住宅ローン変動型にシフト「フラット35」初の残高減!
2024.09.08
固定金利型住宅ローンの代表格である住宅金融支援機構の「フラット35」の利用が低迷している。2023年度中の申請戸数はピーク時の2割に縮小し、ローン残高も03年度の取り扱い開始以来初めて減少に転じた。金利の低い変動型を選ぶ人が多いためで、日銀がマイナス金利政策を解除した今春以降も減少傾向が続いている。フラット35は住宅購入をしたローン契約者が最長35年間の返済期間中に金利がかわらず、借り入れ時点で金利や返済額が確定するのが特徴だ。

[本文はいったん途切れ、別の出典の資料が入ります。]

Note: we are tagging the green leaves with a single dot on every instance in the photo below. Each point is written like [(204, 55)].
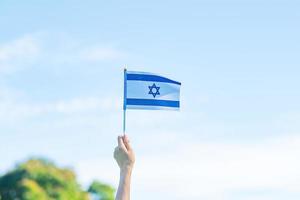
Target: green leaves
[(40, 179)]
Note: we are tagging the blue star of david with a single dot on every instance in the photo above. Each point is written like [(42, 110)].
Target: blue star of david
[(156, 90)]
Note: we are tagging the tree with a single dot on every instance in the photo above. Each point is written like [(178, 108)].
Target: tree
[(40, 179)]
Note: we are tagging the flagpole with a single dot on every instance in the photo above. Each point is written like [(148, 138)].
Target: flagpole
[(125, 98)]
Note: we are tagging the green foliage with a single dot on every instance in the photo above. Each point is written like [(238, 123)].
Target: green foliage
[(103, 191), (39, 179)]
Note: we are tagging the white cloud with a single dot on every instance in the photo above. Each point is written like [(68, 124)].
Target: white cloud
[(52, 49), (100, 54), (18, 53), (10, 109), (198, 170)]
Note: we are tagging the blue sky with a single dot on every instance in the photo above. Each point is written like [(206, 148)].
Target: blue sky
[(237, 135)]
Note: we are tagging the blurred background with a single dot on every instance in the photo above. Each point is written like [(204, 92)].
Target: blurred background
[(237, 135)]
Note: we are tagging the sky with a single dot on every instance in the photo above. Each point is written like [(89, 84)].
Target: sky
[(237, 135)]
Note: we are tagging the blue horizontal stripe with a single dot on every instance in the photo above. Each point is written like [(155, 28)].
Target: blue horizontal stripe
[(150, 77), (150, 102)]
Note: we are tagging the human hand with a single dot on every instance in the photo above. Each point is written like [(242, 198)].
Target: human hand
[(124, 154)]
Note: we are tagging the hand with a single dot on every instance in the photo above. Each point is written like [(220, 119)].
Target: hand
[(124, 154)]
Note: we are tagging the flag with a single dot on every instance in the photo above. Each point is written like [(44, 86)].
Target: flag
[(149, 91)]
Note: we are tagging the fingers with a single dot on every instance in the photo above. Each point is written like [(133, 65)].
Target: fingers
[(121, 143)]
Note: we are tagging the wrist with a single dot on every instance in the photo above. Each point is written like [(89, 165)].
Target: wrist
[(126, 169)]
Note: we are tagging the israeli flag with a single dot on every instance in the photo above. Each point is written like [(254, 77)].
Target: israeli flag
[(150, 91)]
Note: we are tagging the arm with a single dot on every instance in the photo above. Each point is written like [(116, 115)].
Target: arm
[(125, 158)]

申請戸数は20年度ごろから減少傾向が明確になり、23年度は前年度比4割減の4万件だった。10年度には17万4千件とピークに達していた。取り扱い開始から伸び続けてきた残高は23年度末は18兆5000億円(前年度末比2000億円減)と初めて減少した。低迷の背景にあるのはフラット35の金利水準の高さだ。住宅ローンは短期金利に連動する変動型と、長期金利に連動する固定型に分かれる。日銀が続けてきた低金利政策やネット銀行の参入による競争激化により変動金利は低下が続いてきた。住宅ローン比較診断サイト「モゲチェック」を運営するMFS(東京・千代田)によると、フラット35の35年固定の金利とネット銀行の変動金利の差は、18年1月は0.86%だったが、24年1月には1.53%に拡大した。9月現在はやや縮小したものの、それでも1.39%の差がある。3月には日銀がマイナス金利政策を解除し、7月には追加利上げを決めたが、足元では固定型の需要は高まっていない。4~6月のフラット35の申請戸数は前年同期比で15%減り、7月以降も減少傾向は変わっていない。